Ups and Downs of the Stock Market

Cameron Lee

The stock market is an international market that sells off parts of companies.

Cameron Lee

The stock market is an international market that sells off parts of companies. Invented by the Dutch in 1611 in the Netherlands, this market revolutionized how people make money. People view the stock market as a vast, complicated, multinational market only reserved for the richest. People view the stock market wrongly.
The stock market is based on supply and demand; the more shares bought instead of sold, the more expensive the shares are. The more people are selling than buying, the cheaper the shares are.

The other thing people need to understand about the stock market is its terminology, specifically stocks and shares. Think of stocks as sugar. If the entire box of sugar is the company, then a single grain of sugar would be a share. The stock would be the title of the share. For example, someone could purchase one hundred shares of sugar stock.

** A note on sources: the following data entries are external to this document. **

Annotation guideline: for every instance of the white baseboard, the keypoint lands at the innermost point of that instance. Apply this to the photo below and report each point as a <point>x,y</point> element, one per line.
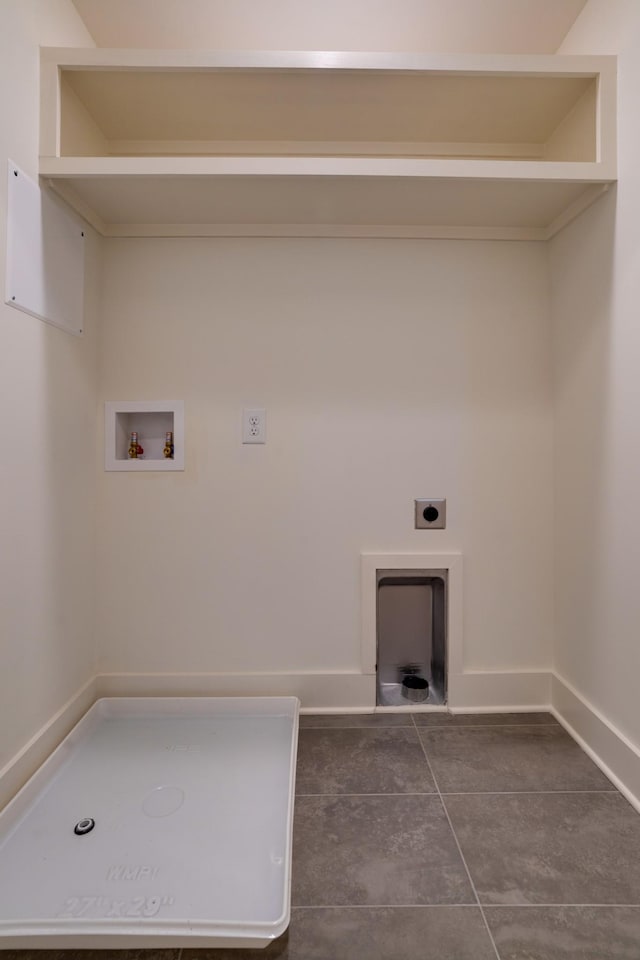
<point>615,754</point>
<point>512,691</point>
<point>317,691</point>
<point>480,692</point>
<point>25,763</point>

The stock market exists because companies participate. But companies can only participate if consumers purchase shares. One cannot exist without the other. When a company decides to go public, it’s all or nothing. Shareholders will own 100 percent of the company once it is listed on the stock market. They vote on how many shares the company should have. The shares are microscopic fractions of percentages because, if they were valued at 1%, there would only be 100 shares, which would be extremely expensive.

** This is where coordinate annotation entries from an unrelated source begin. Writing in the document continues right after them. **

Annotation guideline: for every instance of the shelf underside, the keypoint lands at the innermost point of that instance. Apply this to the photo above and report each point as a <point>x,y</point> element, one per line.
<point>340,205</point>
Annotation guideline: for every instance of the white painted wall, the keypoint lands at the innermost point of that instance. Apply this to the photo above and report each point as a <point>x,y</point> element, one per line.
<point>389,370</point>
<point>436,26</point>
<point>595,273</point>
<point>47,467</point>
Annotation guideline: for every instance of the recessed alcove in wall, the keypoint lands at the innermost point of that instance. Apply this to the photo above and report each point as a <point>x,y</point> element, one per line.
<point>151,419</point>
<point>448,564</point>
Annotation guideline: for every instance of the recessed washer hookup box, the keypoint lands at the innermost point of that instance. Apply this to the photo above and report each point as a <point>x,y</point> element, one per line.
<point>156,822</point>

Companies earn money by going public. If consumers buy shares in a company, they will get money based on how well the company does. If they invest money and the company does well, that person can sell the shares at a higher price. But this easy money system also has a downside: if the company does poorly, someone can only sell the stocks for less than what they paid. People have lost millions because of this system.

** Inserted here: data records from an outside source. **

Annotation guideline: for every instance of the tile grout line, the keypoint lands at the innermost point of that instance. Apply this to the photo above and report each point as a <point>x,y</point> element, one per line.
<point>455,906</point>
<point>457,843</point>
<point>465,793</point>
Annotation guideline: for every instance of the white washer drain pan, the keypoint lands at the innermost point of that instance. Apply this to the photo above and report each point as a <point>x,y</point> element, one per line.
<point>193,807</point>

The main reason that anyone has invested in stocks is that they want to make money. Stocks usually return 7-10% per year over long periods. The longer people are invested in the stock market, the more their money will grow. In the long run, people can make lots of money off the stock market, or they could lose it all in a matter of hours.

Shareholders don’t have to invest in only one company, either. One of J. C. Booth’s STEM teachers, Mr. Bingle, lists the numerous companies he invests in: “I have stock in Delta, AMD, which is a semiconductor company, Norwegian Cruise Line, Carnival Cruise Line, TSM, which is Taiwan semiconductors, Rivian, which is an electric automobile maker, and Riot, which is a company that deals with cryptocurrency.”

 

Even children can. It’s simple, kids need someone of legal age to do the financial transactions for them, but if a child doesn’t want their parents making the account for them, they can open it as soon as they make taxable income.

“Its highs and lows,” Coach Haselwood, another teacher at J. C. Booth, said. “If you watch the stock market every day, you can make a lot of money one day, then the next day you could lose it all. If you’re in it for the long haul, you shouldn’t watch it daily. You should just let it sit and hopefully by the time you try to get out or the time you want to sell your stock, hopefully, it’s worth the money.”